En medio de la indigencia, la droga aparece casi como la desembocadura lógica: se aspira para no tener hambre desde muy pequeños. Se acude a ella para no ver, para no sentir, para escapar de una realidad que no se quiere. Y se llega a matar para conseguirla.
Los docentes saben, sabemos de qué violencia estoy hablando cuando sospechamos un retraso mental por desnutrición, cuando se necesita atención neurológica, o sicológica y los turnos a los que pueden acceder los chicos pobres demoran meses; o hay que hacer colas interminables de noches enteras para obtenerlos.
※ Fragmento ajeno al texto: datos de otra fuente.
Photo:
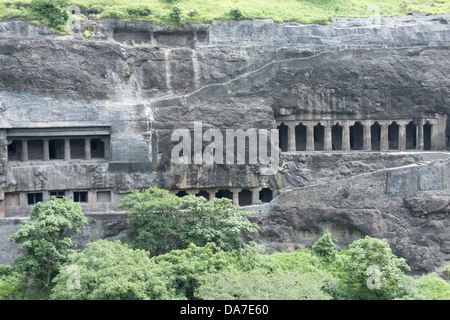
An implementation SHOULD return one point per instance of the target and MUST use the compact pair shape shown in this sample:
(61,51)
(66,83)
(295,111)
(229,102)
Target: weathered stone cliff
(131,84)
En fin, sabemos.
Y también sabemos que en los barrios la gente sabe y denuncia dónde se vende la droga, pero se sigue vendiendo; que cuando llamamos a la policía para que acuda porque en la plaza frente a nuestro colegio hay gente sospechosa que “distrae” a los chicos se nos contesta “tenemos un solo móvil para atender muchas escuelas”.
Como sociedad toda, responsable en mayor o en menor medida de lo que nos ocurre debiéramos preguntarnos:
¿Cuántas marchas hemos hecho para ir contra un modelo económico que despojó a muchos argentinos de lo básico?
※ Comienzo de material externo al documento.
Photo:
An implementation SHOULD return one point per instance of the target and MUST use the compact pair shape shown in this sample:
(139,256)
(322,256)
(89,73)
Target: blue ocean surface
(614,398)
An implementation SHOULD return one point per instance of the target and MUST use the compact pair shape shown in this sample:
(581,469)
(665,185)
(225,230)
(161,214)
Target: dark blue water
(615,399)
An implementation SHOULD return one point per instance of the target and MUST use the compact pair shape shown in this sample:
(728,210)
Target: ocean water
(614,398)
¿Cuántas marchas hemos hecho para pedir atención a los chicos que dentro de 10 años no valorarán la vida?
¿Cuántas marchas hemos hecho para pedir que ningún chico tenga hambre en un país que rebosa alimentos? ¿Cuántas marchas hemos hecho para pedir que los menores sean considerados el tesoro mayor de nuestra sociedad, y por lo tanto, los chicos pobres sean atendidos en su salud física y mental como los chicos ricos? ¿Cuántas marchas hemos hecho para que la escuela, a veces el último refugio que queda, antes de la calle, no esté sola?
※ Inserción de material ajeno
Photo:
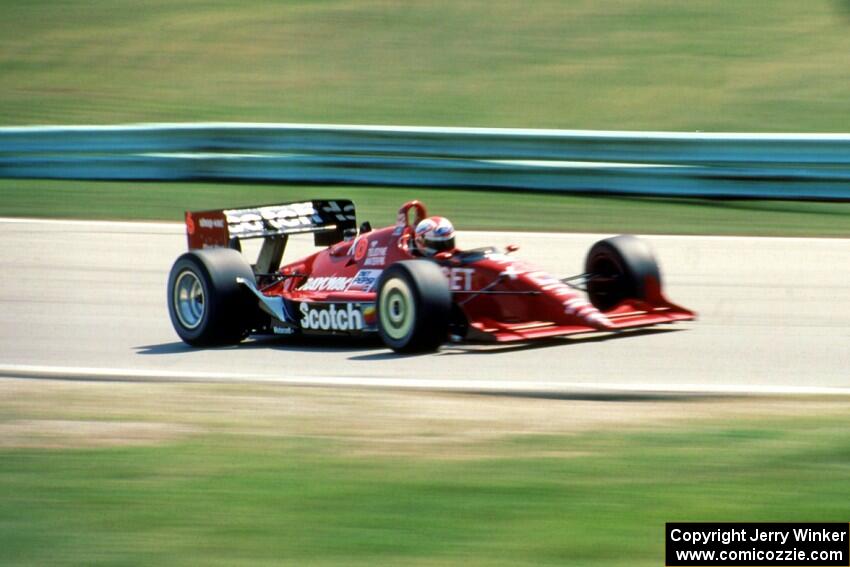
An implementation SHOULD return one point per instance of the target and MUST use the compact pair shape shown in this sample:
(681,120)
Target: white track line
(577,389)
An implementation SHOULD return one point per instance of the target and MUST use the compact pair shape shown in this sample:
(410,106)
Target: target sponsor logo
(331,317)
(365,280)
(276,217)
(326,283)
(460,279)
(375,255)
(211,223)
Si de marchar se trata, pensemos que tendremos que hacerlo, no solamente sobre lo inevitable, sino sobre el futuro.
O continuaremos llorando, sin comprender, cómo la vida no vale nada para aquellos que entendieron que su vida nunca valió nada en nuestra sociedad.
Virginia Biella DNI 5.915.081.
Docente de Enseñanza Media. Mendoza. Argentina.